Die Form der Stabilität verstehen
Jeden Morgen, um zur EPFL zu gelangen, lasse ich meinen inneren Mathieu van der Poel walten und strample über die Hügel von Lausanne. Trotz meiner Ungeschicklichkeit und bevor ich genügend Kaffee getrunken habe, stürze ich normalerweise nicht. Kieselsteine auf der Straße, ein Windstoß oder ein schnelles Abbiegen, um Kühen auszuweichen (wir sind schließlich in den Alpen) sind alles Störungen, die sich scheinbar mühelos bewältigen lassen. Das hat wenig mit meinen Fähigkeiten im Umgang mit dem Fahrrad zu tun und alles mit dem mathematischen Begriff der Stabilität.1
Einfach ausgedrückt: Ein System - z. B. ich auf dem Fahrrad - gilt als stabil, wenn es bei kleinen Störungen immer wieder in seinen Sollzustand zurückkehrt. Das ist genau das, was wir erleben. Eine Windböe stößt mich zwar ein wenig herum, aber ich erhole mich immer wieder und kehre in meinen nominalen Zustand zurück, in dem ich geradeaus fahre. Ähnliche Phänomene werden erleben beim Fliegen (denke an Turbulenzen), beim Segeln (mit fast ständigen Störungen in Form von Wind und Wellen) oder bei der Fahrt mit der Metro von Lausanne Flon nach Lausanne Gare, die eine ernsthafte Prüfung für unser inneres Gleichgewichtssystem darstellt.
Wie kann also etwas nicht stabil sein? Das ist dann der Fall, wenn eine Erholung von einer beliebig kleinen Störung nicht möglich ist. Ein anschauliches Beispiel (das zufällig der Eckpfeiler vieler Analysen in unserem Bereich ist) ist das Pendel. Ein Pendel ist im Wesentlichen eine Stange, die so angebracht ist, dass sie sich frei drehen kann, mit einem ausreichend schweren Ende. Sowohl im Zustand (I) als auch im Zustand (II) befindet sich das Pendel in Ruhe, aber nur der Zustand (I) ist stabil: Wir können das Pendel ein wenig anstoßen und es kehrt in den Ruhezustand zurück. Wenn wir das Pendel im Zustand (II) schieben, und sei es nur ganz leicht, kehrt es nicht in den Zustand (II) zurück; der Zustand (II) ist instabil.
Dies könntest du selbst testen: Versuche, einen Stift aufrecht auf deiner Hand zu balancieren und deine Hand still zu halten. Was passiert, wenn der Stift ein wenig verschoben wird? Die Schwierigkeit, den Stift überhaupt auf der Hand zu balancieren, sagt natürlich schon alles. Versuchst du dies mit verschiedenen Gegenständen, wirst du feststellen, dass sich die "Fallgeschwindigkeit" ändert; ein großer Stock mit einer schweren Spitze verhält sich ganz anders als ein Kugelschreiber. Man könnte sich fragen: Wenn dieser Fall extrem langsam wäre, so langsam, dass wir Menschen ihn nicht mit unseren Augen beobachten könnten, könnten wir dann überhaupt etwas über seine Stabilität sagen?
Alle diese Beispiele sind einigermaßen greifbar, aber der Begriff der Stabilität reicht weit über den mechanischen Bereich hinaus. Vor allem in diesen weniger greifbaren Bereichen möchten wir die Stabilität mit Methoden verstehen, die umfassender sind als das, was wir einfach sehen. Denke an unser Sonnensystem: Wir wissen nicht, woher wir kommen, aber können wir wenigstens sagen, wohin wir gehen? Werden wir uns in zehn Milliarden Jahren immer noch um die Sonne bewegen?

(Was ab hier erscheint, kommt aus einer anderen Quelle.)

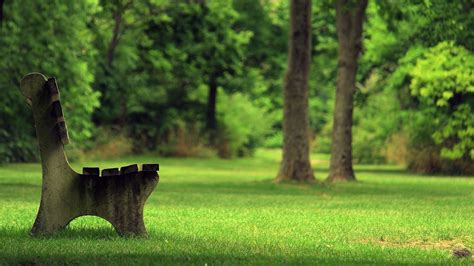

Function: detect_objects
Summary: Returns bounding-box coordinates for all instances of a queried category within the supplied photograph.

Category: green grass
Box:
[0,150,474,265]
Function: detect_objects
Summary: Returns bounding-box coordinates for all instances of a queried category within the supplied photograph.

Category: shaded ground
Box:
[0,151,474,265]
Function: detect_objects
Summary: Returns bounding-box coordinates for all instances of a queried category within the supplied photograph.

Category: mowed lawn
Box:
[0,150,474,265]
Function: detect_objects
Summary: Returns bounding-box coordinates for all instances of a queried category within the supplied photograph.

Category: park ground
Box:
[0,150,474,265]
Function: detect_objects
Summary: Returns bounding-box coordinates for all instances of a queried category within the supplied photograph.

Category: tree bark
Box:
[328,0,367,181]
[276,0,314,182]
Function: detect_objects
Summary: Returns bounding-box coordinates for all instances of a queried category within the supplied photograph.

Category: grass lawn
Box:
[0,150,474,265]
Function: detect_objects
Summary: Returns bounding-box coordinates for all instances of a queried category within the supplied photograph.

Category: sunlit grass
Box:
[0,150,474,265]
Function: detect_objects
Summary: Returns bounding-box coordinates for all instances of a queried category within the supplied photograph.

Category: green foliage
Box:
[0,0,99,161]
[410,42,474,159]
[217,93,272,158]
[0,153,474,265]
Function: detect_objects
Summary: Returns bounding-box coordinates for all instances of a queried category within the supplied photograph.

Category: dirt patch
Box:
[358,238,464,250]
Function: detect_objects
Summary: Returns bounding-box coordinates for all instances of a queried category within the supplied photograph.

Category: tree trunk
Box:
[107,8,123,69]
[328,0,367,181]
[276,0,314,182]
[207,74,217,136]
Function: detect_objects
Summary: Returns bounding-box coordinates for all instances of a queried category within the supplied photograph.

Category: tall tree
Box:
[277,0,314,182]
[328,0,367,181]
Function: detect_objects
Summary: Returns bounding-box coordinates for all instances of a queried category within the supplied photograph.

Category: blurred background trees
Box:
[0,0,474,173]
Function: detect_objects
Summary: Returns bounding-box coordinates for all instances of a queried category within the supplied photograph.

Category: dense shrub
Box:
[217,93,271,158]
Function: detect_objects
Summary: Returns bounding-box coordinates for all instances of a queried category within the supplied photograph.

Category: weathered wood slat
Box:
[102,168,120,176]
[142,163,160,172]
[82,167,100,176]
[120,164,138,175]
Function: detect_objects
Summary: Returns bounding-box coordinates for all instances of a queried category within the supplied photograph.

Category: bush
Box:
[217,92,271,158]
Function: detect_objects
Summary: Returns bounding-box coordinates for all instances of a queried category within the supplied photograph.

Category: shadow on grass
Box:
[0,225,418,265]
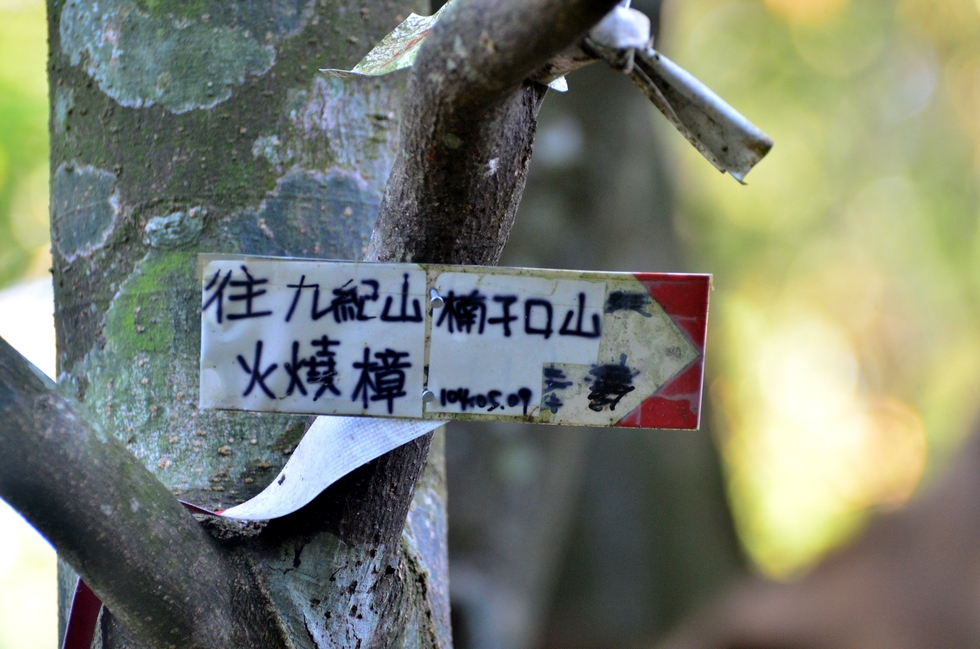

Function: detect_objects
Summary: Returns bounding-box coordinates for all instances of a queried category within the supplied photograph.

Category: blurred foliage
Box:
[0,0,980,646]
[0,0,50,287]
[659,0,980,577]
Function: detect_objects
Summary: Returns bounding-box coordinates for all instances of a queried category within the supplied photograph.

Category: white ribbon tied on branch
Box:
[321,0,773,184]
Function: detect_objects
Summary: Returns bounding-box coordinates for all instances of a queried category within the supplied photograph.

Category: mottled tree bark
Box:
[0,0,613,648]
[49,0,449,647]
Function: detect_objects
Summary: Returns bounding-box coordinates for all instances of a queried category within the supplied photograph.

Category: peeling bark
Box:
[0,339,285,649]
[0,0,632,649]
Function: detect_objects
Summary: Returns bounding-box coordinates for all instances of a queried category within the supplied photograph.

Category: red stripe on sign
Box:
[616,273,711,430]
[61,579,102,649]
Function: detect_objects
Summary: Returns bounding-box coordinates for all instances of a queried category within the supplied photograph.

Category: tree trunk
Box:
[36,0,614,649]
[49,0,450,647]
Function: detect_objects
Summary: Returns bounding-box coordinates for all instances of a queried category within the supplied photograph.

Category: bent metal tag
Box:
[198,255,711,429]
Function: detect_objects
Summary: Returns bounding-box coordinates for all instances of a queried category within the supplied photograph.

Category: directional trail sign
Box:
[199,255,711,429]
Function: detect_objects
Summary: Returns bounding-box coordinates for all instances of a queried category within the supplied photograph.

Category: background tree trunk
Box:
[49,0,450,647]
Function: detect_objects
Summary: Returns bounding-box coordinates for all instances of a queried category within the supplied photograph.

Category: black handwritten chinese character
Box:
[558,293,602,338]
[312,279,378,324]
[524,298,554,340]
[284,336,340,401]
[544,363,572,394]
[606,291,653,318]
[351,347,412,415]
[436,289,487,334]
[286,275,320,322]
[585,354,638,412]
[283,342,310,397]
[201,270,231,324]
[381,273,422,322]
[238,342,279,399]
[228,265,272,320]
[487,295,517,338]
[306,336,340,401]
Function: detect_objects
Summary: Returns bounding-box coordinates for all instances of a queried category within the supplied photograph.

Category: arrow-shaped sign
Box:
[200,255,710,428]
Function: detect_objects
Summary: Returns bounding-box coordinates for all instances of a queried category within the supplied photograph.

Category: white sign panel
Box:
[200,255,710,428]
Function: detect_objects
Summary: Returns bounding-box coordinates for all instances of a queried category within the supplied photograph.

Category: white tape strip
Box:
[221,416,446,520]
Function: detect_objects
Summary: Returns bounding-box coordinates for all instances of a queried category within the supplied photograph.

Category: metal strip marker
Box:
[62,416,446,649]
[221,416,446,521]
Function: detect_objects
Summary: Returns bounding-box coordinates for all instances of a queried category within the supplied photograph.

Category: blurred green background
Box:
[0,0,980,649]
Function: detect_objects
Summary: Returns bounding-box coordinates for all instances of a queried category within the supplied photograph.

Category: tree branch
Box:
[368,0,615,264]
[0,338,284,649]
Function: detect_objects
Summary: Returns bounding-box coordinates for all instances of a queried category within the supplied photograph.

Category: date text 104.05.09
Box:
[198,255,711,429]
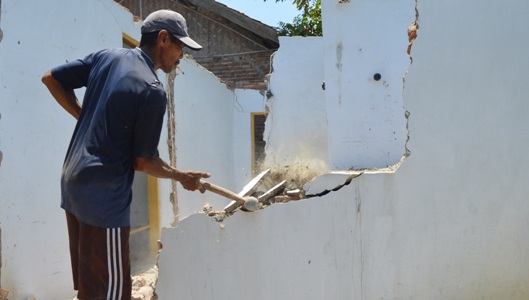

Dieses Beispiel ist aus einer Reihe von Gründen faszinierend. Zunächst einmal muss man, um über Stabilität zu sprechen, das Verhalten des Systems verstehen. Was ist normal, was ist erwünscht? Das Bestreben, dieses Verständnis zu verbessern, hat ganze Zweige der Mathematik und Physik inspiriert. Zweitens werden physikalische Experimente und bis zu einem gewissen Grad auch Messungen durch die enormen Ausmaße, um die es hier geht, stark erschwert, so dass wir im Idealfall nur die mathematischen Modelle der Physik analysieren möchten, um unsere Schlussfolgerungen zu ziehen. Der Versuch, diese Fragen zu beantworten, ist seit Newton ein ständiges Bestreben.2
Was ist, wenn kleine Veränderungen zu grossen Veränderungen werden?
Natürlich ist es wichtig, die Stabilität des Sonnensystems zu verstehen, aber wir stehen vor dringenderen Fragen: Denke an den Klimawandel. Das Klima als System ist äußerst kompliziert und Gegenstand umfangreicher Studien. Konzentrieren wir uns auf ein besonderes Beispiel, das so genannte Eis-Albedo-System. Unter idealen Bedingungen steht die Menge des von unseren Ozeanen und dem Land absorbierten Sonnenlichts im Gleichgewicht mit der Menge des Sonnenlichts, die vom Eis unserer Polkappen reflektiert wird. Besser noch, unter idealen Bedingungen können wir hoffen, dass dieses System stabil ist, d. h. dass kleine Schwankungen in der Wasser-, Land- und Eismenge die Temperatur auf der Erde nicht wesentlich verändern.
Wird das Eis-Albedo-System jedoch in ausreichendem Masse gestört, beispielsweise durch die Zufuhr übermässiger Treibhausgase, wird dieses Gleichgewicht durch das Schmelzen der Polkappen gestört. Infolgedessen wird weniger Sonnenlicht reflektiert, die Erde erwärmt sich, mehr Eis schmilzt und so weiter, wodurch eine destruktive Rückkopplungsschleife entsteht.3
Dies zeigt, wie eine Veränderung des Systems die Stabilität verändern kann, zum Beispiel von stabil zu instabil. Dies zu verstehen, ist von entscheidender Bedeutung, insbesondere im Zusammenhang mit dem Klimawandel. Es gibt noch viele weitere Beispiele, wobei sich ein Großteil der Forschung auf die Biowissenschaften konzentriert. In der Medizin könnte man zum Beispiel ein instabiles System haben (man denke an Krebs), das man stabilisieren möchte (das Tumorwachstum stoppen und den Krebs vernichten). In diesem Fall wollen wir das System stabilisieren. Anders ausgedrückt: Wir wollen nicht nur die Dynamik eines Systems beschreiben, sondern auch verstehen, was man vorschreiben kann; das ist die Aufgabe der Kontrolltheorie.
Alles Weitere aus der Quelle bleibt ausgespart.